Site Reliability Engineer
- Pasig, PhilippinesOrtigas Center, Pasig, Metro Manila, Philippines, Pasig, Metro Manila, PhilippinesPasigMetro ManilaPhilippines
- Full time
Site Reliability Engineer (SRE) is an engineering discipline that combines software and systems engineering to build and run production systems. SRE ensures that August 99’s services—both our internally critical and our externally-visible systems, e.g. GitLab/developer tooling and hosted client sites—have reliability and uptime appropriate to users' needs and a fast rate of improvement while keeping an ever-watchful eye on capacity and performance.
- Engage in and improve the whole lifecycle of services—from inception and design, through deployment, operation and refinement.
- Install new / rebuild existing servers and configure hardware, services, settings, directories, storage, etc. in accordance with standards and project/operational requirements.
- Perform daily system monitoring, verifying the integrity and availability of all hardware, server resources, systems and key processes, reviewing system and application logs, and verifying completion of scheduled jobs such as backups.
- Perform regular security monitoring to identify any possible intrusions.
- Regularly work on improving August 99’s security practices, including:
- Recommending new technologies to improve threat assessment and mitigation.
- Assisting in the migration to new technologies.
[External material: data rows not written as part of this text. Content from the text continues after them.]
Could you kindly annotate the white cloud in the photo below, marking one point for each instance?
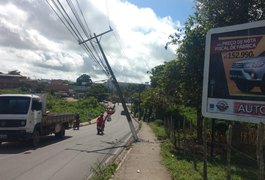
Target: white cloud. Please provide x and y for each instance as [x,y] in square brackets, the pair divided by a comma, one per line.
[35,42]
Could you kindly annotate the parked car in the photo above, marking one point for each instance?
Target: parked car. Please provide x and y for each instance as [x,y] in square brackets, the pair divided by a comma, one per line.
[249,73]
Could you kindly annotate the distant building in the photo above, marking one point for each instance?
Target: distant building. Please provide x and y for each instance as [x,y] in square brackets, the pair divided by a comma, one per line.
[9,81]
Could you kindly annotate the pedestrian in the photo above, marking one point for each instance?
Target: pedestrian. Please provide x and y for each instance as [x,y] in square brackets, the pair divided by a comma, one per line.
[77,122]
[100,124]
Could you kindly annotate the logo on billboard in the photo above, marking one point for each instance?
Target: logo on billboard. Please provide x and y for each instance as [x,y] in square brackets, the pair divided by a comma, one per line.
[249,108]
[222,106]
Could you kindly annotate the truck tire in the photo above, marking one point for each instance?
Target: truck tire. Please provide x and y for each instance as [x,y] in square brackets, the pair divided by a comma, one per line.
[35,139]
[61,134]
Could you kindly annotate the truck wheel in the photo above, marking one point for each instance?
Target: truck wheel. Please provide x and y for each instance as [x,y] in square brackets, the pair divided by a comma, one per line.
[60,135]
[35,138]
[244,86]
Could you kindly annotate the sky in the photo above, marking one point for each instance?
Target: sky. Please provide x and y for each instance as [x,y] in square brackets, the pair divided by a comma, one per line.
[35,42]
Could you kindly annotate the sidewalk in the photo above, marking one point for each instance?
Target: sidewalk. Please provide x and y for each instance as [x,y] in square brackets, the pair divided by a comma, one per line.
[143,160]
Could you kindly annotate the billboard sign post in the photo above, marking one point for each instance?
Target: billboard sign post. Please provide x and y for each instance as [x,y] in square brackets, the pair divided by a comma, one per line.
[234,73]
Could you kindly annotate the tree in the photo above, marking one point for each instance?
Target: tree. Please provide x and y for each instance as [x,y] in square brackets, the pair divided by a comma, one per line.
[84,80]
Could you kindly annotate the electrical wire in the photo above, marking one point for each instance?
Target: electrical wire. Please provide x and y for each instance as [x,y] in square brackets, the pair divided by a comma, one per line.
[79,30]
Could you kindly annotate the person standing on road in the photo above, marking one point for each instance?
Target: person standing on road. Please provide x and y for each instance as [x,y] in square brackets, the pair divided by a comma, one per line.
[100,125]
[77,121]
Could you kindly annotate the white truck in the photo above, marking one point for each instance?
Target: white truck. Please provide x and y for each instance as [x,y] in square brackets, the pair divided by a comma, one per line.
[24,117]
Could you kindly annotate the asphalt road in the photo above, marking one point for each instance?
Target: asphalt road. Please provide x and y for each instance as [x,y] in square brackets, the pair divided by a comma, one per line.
[75,157]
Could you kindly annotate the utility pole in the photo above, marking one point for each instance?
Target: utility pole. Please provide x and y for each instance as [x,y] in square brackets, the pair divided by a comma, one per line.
[116,84]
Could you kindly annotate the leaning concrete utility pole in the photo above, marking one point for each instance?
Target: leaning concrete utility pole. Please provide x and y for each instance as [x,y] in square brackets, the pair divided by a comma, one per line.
[116,84]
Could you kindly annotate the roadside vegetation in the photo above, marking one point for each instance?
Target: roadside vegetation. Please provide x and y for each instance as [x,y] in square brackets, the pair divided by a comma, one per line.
[104,172]
[172,102]
[184,163]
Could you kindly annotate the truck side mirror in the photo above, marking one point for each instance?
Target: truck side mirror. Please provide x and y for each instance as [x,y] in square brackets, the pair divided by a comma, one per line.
[36,106]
- Assisting coworkers with infosec best practices to ensure cross-coverage within the team
- Practice sustainable incident response and blameless postmortems.
- Perform ongoing performance tuning and resource optimization as required.
- Apply OS patches and upgrades on a regular basis, and upgrade administrative tools and utilities. Configure / add new services as necessary.
- Develop and maintain installation and configuration procedures, especially related to automation.
- Design, develop, troubleshoot and debug software programs for databases, applications, tools, networks etc.
- As a member of the site reliability and IT team, you will assist in defining and developing software for tasks associated with the developing, debugging or designing of software applications or operating systems.
- Provide technical leadership to other software developers.
- Specify, design and implement modest changes to existing software architecture to meet changing needs.
- Analyze system and software security and change procedures or code when necessary.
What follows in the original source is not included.